In infant-directed speech (IDS) adults exaggerate speech (extended pitch range, longer vowels, hyperarticulated vowels etc.) more than in adult-directed speech (ADS) (Burnham et al., 2002). While reports that such exaggerations occur across languages - Swedish, Russian, and English (Kuhl et al., 1997), Thai and English (Kitamura et al., 2002), and Japanese and English (Andruski et al., 1999) - argue for universality of this phenomenon, other results suggest cross-language differences less IDS vs. ADS pitch elevation in British than American English (Shute & Wheldall, 1989), and lack of IDS vs. ADS vowel space difference in Norwegian (Englund & Behne, 2005).
This study was motivated by the lack of universality in auditory-visual speech perception between Japanese and English adults. While there is pervasive influence of visual information in speech perception whenever it is available (McGurk & MacDonlad, 1977), this is stronger in English than Japanese adults (Sekiyama & Tohkura, 1993). This cross-language difference has its origins between 6 and 8 years when English, but not Japanese, children increase their use of visual speech information (Sekiyama & Burnham, 2004). Is it possible that this effect has its origin in parents speech to their in infants?
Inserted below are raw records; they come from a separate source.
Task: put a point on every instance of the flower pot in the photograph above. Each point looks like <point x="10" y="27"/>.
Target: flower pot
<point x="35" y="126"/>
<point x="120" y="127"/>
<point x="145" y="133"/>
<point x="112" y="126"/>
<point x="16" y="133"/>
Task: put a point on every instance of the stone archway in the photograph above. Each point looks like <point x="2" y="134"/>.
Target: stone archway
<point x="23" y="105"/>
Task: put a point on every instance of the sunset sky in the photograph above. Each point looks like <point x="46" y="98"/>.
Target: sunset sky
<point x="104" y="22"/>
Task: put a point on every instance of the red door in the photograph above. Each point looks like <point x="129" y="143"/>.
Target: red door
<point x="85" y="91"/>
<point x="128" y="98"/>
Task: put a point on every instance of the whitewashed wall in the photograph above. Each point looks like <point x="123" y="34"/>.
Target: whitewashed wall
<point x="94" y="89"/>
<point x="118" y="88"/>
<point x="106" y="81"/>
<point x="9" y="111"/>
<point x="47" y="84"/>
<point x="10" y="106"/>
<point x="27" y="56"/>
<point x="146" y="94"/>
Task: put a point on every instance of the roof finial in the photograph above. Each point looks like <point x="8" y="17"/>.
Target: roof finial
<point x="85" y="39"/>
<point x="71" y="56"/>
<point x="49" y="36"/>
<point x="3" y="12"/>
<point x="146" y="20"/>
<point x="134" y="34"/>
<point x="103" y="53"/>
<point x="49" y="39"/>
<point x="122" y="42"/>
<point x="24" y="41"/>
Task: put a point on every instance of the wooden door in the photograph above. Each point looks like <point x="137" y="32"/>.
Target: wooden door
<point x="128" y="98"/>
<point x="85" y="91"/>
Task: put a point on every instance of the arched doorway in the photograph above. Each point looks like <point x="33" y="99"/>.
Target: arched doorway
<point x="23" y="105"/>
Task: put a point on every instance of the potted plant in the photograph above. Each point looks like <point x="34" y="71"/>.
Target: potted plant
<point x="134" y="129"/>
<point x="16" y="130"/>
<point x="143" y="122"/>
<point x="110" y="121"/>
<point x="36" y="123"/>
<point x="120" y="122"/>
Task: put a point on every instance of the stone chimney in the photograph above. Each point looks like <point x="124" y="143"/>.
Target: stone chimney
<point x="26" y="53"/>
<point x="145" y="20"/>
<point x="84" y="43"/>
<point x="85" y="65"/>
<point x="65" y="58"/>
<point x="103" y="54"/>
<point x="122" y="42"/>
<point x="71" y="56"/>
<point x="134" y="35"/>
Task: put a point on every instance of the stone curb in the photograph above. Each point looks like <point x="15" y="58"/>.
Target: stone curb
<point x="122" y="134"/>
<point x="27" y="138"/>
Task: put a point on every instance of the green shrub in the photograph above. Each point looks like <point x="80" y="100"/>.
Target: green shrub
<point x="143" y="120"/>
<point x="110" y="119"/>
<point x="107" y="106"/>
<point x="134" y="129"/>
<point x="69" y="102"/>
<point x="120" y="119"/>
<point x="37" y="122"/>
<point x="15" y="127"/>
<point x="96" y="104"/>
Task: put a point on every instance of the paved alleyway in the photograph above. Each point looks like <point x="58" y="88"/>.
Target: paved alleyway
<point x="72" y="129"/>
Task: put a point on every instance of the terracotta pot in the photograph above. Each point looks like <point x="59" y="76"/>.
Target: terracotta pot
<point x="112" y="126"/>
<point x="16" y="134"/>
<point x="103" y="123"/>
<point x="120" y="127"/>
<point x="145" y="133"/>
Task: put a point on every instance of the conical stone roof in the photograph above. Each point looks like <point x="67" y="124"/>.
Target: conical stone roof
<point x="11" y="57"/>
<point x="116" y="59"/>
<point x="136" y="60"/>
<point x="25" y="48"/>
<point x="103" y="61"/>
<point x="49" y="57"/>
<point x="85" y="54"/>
A Japanese mother and an Australian English mother were video-recorded speaking to their 5-month-olds, and an adult, using four dolls - Boobaa, Baabaa, Biibaa, Buubaa. Acoustic and phonetic analyses of these words showed that mothers produced longer vowels in IDS than ADS, with the difference most pronounced for /o:/ in English and /a:/ and /u:/ in Japanese. Mean and range fundamental frequency (pitch) was higher in IDS than ADS in English, but for Japanese only the mean was higher. Quadrilateral vowel areas calculated from the first and second formant values of the /o:/, /i:/, /a:/, and /u:/ vowels revealed vowel hyperarticulation in IDS both in Australian English and Japanese, though more so in Japanese. Not surprisingly, given the relative number of vowels (5 in Japanese, 14 in English), Japanese vowel space was generally larger, and interestingly, Japanese IDS showed less overlap between individual vowel ellipses than did English IDS. It is possible that the differences in Japanese and English use of visual information in speech perception are due to the greater ease with which Japanese vowels can be perceived via auditory-only information, thus requiring less use of visual information. Further data collection, and further analysis of the degree of visual hyperarticulation in speech is progressing.